The amounts due hereunder shall be paid, and applied, as set forth in the Loan Agreement.

 

Except as provided herein, nothing in this Note shall be construed as an express or implied agreement by Lender to forbear in the collection of any delinquent payment, or be construed as in any way giving the Borrower the right, express or implied, to fail to make timely payments hereunder, whether upon payment of such damages or otherwise. The right of the holder hereof to receive payment of such damages, and receipt thereof, are without prejudice to the right of such holder to collect such delinquent payments and all interest and other amounts provided to be paid hereunder or under any security for this Note or to declare a default hereunder or under any security for this Note.

 

Additional Terms and Conditions

 

1.       Waivers, Consents and Covenants. Borrower waives presentment, demand, notice of demand, notice of intent to accelerate, and notice of acceleration of maturity, protest, notice of protest, notice of nonpayment, notice of dishonor, and any other notice required to be given under the law to Borrower, in connection with the delivery, acceptance, performance, default or enforcement of this Note, of any endorsement or guaranty of this Note or the Loan Agreement.

 

2.       Prepayments.

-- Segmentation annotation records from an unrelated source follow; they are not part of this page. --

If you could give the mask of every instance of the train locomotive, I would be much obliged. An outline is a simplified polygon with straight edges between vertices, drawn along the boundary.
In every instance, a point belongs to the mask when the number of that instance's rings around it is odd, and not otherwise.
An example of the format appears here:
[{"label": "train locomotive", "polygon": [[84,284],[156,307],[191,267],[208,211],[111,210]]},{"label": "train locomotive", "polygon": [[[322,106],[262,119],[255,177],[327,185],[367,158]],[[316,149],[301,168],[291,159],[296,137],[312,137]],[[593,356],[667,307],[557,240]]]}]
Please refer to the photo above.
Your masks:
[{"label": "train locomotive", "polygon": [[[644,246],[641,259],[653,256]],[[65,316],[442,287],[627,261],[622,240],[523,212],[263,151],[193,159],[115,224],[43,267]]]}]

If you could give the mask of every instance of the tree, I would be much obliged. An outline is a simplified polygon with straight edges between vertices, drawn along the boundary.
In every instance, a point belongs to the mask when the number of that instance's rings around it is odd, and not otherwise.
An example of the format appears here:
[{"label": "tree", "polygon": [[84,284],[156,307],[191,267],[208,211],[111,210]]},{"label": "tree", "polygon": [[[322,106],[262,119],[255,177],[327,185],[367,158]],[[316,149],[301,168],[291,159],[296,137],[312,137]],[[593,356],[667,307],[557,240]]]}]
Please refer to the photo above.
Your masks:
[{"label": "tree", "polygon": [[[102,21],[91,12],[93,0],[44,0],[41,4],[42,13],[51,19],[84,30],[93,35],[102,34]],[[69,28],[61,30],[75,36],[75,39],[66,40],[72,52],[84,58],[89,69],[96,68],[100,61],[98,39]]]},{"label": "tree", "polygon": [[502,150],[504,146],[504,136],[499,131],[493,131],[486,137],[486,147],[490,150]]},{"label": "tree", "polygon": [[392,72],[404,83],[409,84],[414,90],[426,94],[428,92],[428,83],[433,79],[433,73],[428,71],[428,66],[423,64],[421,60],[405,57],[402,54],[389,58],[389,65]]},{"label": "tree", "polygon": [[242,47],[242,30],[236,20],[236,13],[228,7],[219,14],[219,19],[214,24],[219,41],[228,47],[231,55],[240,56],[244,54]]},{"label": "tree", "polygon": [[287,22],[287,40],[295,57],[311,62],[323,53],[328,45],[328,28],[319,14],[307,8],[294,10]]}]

Borrower may prepay the amounts due here pursuant to the terms of the Loan Agreement.

 

3.       Events of Default. An Event of Default hereunder shall exist if any one or more of the Events of Default under the Loan Agreement shall occur.

 

4.       Remedies upon Event of Default. Whenever there is an Event of Default, Lender shall have the rights and remedies set forth in the Loan Agreement.

 

5.       Non-Waiver. The failure at any time of Lender to exercise any of its options or any other rights hereunder shall not constitute a waiver thereof, nor shall it be a bar to the exercise of any of its options or rights at a later date. All rights and remedies of Lender shall be cumulative and may be pursued singly, successively or together, at the option of Lender. The acceptance by Lender of any partial payment shall not constitute a waiver of any default or of any of Lender’s rights under this Note. No waiver of any of Lender’s rights hereunder shall be deemed to be made by Lender unless the same shall be in writing, duly signed on behalf of Lender; and each such waiver, if any, shall apply only with respect to the specific instance involved, and shall in no way impair the rights of Lender or the obligations of Borrower to Lender in any other respect at any other time.

 

6.       Applicable Law. The law of the state of New York, without giving effect to its conflict-of-law principles, govern all adversarial proceedings arising out of this Note.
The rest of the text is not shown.